Mali: des militaires tchadiens de la Minusma ont-ils commis une bavure?

armée tchadienne à KidalLa semaine dernière, cinq casques bleus tchadiens ont été tués lors d’une attaque revendiquée par les islamistes dans le nord du Mali. Après cette attaque, les soldats tchadiens ont arrêté trois civils. L’un d’eux est décédé après son arrestation. Notre correspondant à Bamako a pu entrer en contact avec des parents du défunt et l’un des deux autres civils arrêtés au même moment puis relâchés par la suite.

Peu après l’attaque jihadiste contre les casques bleus tchadiens le 18 mai dernier, ces derniers ont déclenché une opération de sécurisation de la zone et de poursuite des assaillants. Ils tombent sur trois civils : un vieux berger, son enfant et un autre mineur.

L’un des deux survivants se souvient. Il a entendu des coups de feu. Paniqué, le troupeau qu’ils conduisaient se disperse. Il voit même des animaux tomber. Et puis, ils sont tous trois arrêtés. Violemment. Lui sera attaché aux mains. « Mon père, battu à coup de crosse, tombe avant d’être brutalement relevé », témoigne-t-il. Des coups de crosse, il en a également reçu, selon ses déclarations.

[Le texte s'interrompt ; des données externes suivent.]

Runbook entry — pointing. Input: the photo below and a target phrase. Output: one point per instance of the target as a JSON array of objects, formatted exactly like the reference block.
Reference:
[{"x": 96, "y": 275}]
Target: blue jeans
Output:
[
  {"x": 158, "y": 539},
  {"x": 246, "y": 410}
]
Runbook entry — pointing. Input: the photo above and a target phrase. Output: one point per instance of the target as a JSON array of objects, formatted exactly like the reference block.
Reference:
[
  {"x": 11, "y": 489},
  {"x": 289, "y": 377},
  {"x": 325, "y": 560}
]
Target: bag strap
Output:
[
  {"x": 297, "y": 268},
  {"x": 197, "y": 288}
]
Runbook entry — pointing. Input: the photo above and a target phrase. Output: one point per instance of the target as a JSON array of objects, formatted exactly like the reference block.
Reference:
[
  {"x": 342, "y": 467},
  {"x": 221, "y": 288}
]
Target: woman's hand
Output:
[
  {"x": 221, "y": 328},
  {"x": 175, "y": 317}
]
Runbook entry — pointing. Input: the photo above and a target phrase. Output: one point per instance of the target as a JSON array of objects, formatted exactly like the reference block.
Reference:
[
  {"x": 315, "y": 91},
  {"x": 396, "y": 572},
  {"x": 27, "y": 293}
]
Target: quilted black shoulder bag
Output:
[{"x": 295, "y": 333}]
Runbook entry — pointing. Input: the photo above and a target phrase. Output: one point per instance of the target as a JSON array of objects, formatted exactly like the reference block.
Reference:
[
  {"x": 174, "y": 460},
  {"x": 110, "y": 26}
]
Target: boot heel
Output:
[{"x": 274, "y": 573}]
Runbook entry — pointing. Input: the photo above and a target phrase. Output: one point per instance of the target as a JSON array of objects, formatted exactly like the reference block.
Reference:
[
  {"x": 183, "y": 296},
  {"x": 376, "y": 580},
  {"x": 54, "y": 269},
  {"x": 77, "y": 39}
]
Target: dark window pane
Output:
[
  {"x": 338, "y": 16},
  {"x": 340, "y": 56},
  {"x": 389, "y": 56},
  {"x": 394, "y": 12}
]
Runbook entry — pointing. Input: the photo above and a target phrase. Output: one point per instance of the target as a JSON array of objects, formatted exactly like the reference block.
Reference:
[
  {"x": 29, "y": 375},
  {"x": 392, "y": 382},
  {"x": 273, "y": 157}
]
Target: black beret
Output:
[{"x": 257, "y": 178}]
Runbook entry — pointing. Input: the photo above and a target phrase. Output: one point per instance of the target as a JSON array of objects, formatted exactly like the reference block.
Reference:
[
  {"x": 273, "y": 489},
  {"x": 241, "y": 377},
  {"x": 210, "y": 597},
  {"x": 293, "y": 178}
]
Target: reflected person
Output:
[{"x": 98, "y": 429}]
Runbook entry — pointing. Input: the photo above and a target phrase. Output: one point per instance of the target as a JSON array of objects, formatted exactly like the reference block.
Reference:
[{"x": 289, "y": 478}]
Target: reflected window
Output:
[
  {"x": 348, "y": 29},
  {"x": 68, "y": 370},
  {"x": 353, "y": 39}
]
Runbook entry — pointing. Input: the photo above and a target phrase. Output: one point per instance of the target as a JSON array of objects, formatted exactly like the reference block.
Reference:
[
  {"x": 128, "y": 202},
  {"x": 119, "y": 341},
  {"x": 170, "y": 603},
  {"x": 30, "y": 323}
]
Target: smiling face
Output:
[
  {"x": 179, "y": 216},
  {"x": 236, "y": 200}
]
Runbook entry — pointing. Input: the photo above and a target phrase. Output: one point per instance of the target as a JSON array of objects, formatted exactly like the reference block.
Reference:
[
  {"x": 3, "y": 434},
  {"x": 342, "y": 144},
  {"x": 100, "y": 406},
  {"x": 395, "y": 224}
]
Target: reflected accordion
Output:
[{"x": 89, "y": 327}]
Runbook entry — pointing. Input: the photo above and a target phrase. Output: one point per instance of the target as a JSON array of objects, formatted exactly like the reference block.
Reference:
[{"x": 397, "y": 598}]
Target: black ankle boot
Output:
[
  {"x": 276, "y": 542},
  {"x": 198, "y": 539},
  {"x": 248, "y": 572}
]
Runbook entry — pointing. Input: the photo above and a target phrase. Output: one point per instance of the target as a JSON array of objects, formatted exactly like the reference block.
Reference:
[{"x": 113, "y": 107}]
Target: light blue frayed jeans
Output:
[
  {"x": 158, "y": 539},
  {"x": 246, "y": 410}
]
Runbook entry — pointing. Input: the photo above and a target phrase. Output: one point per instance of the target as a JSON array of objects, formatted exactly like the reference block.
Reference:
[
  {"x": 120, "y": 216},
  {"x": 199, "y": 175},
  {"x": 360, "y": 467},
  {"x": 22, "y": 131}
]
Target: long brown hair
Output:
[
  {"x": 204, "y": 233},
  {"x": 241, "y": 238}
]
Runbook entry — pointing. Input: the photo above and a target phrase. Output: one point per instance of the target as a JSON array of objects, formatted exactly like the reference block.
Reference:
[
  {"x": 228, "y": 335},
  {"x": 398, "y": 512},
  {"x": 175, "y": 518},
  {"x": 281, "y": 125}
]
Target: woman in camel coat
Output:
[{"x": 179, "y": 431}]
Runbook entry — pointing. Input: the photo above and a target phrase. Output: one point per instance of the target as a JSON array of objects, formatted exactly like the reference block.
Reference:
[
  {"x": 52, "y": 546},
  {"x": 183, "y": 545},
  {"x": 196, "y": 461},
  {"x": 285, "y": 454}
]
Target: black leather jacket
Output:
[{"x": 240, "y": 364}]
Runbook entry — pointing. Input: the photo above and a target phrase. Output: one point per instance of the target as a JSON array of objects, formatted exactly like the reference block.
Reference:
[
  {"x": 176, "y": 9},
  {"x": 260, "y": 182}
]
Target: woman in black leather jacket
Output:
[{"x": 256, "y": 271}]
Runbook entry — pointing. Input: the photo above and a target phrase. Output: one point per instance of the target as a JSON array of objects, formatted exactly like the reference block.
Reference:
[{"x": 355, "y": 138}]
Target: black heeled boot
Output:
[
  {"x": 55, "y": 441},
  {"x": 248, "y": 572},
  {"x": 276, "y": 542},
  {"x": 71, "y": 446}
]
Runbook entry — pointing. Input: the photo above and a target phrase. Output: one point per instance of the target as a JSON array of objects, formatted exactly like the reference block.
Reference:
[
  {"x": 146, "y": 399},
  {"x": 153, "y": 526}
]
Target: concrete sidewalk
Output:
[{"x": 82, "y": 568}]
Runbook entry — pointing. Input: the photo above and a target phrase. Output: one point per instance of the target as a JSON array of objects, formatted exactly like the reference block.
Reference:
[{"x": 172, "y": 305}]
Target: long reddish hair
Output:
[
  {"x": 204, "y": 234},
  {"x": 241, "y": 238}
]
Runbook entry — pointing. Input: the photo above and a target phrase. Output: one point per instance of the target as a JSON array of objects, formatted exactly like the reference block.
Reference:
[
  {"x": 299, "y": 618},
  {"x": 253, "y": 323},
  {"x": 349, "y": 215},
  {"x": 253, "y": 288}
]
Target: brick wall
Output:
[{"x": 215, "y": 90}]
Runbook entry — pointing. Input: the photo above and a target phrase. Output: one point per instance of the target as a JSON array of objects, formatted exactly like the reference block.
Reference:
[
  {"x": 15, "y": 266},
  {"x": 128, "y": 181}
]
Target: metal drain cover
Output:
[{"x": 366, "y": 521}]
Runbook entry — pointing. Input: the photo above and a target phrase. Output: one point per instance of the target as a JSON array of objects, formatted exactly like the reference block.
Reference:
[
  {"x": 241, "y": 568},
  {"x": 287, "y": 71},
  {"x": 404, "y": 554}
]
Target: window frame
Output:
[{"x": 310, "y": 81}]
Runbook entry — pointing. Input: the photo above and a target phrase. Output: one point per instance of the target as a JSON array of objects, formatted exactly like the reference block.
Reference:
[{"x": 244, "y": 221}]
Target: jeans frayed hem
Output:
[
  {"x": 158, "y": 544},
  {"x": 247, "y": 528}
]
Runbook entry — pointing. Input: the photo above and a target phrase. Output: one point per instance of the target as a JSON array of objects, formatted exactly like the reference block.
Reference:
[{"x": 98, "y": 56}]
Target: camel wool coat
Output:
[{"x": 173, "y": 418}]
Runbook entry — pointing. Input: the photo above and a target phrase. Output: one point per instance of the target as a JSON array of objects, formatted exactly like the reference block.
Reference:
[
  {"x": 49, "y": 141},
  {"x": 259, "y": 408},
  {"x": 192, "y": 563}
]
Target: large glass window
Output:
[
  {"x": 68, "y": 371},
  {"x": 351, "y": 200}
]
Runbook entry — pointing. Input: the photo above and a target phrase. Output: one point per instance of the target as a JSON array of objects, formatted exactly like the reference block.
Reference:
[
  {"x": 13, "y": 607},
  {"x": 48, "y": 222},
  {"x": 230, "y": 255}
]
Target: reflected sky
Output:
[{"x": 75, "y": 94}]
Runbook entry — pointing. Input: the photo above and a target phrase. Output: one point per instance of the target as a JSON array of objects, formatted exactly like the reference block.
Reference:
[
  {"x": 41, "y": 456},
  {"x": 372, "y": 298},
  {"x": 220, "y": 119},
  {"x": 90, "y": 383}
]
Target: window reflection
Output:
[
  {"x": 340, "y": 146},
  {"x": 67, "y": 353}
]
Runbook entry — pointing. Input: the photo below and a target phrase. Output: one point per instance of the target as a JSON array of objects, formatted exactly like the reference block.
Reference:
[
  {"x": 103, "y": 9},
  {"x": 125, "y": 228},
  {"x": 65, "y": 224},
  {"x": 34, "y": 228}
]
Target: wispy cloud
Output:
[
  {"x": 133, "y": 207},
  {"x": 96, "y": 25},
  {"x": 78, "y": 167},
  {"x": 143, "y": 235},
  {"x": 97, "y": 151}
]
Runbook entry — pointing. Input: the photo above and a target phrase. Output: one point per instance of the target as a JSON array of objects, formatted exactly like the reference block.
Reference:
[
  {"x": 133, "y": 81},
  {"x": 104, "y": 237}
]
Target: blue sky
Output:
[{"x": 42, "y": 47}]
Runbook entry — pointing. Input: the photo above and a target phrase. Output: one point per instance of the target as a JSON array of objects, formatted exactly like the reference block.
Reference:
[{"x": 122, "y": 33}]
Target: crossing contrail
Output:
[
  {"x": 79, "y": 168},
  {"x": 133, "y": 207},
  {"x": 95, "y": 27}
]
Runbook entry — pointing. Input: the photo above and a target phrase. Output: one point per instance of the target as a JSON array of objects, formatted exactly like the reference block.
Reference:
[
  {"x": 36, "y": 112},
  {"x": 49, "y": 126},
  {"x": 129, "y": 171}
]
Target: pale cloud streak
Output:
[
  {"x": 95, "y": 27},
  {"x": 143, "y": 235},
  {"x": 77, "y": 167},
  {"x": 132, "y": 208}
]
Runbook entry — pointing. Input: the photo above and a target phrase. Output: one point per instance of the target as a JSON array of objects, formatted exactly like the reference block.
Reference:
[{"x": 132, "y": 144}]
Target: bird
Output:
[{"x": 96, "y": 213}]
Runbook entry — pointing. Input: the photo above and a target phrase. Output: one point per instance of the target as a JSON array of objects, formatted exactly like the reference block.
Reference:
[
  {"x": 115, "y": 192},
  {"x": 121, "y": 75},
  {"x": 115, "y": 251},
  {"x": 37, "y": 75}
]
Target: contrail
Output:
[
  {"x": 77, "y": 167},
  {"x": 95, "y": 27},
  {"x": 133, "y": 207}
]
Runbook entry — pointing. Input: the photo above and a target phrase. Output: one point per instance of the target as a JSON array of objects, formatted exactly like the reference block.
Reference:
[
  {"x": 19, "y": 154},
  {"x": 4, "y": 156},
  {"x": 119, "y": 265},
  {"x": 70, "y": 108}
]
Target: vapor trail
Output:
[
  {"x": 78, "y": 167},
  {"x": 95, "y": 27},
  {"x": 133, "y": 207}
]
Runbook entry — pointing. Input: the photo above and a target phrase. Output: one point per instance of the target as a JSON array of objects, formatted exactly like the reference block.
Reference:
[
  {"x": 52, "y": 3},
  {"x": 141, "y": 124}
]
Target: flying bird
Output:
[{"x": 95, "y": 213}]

Il se souvient également qu’un soldat tchadien leur demande de reconnaître qu’ils sont parmi les auteurs ou les complices de l’attaque qui a fait cinq morts dans leurs rangs. Sa réponse : « Nous ne sommes que de pauvres bergers, mais c’est vrai que nous avons vu des hommes armés à moto quitter l’endroit de l’attaque ».

Il ajoute : « Après tout ça, les militaires nous ont emmenés. Mon père vivait toujours. Après, j’ai appris qu’il (était) mort ». Son père, Almostapha Ag Intisniyiken, était un homme sans histoire.

Dans un communiqué, la mission de l’ONU au Mali a affirmé que toute la lumière sera faite sur l’affaire. Les parents du défunt qui soupçonnent une bavure attendent les résultats de l’enquête.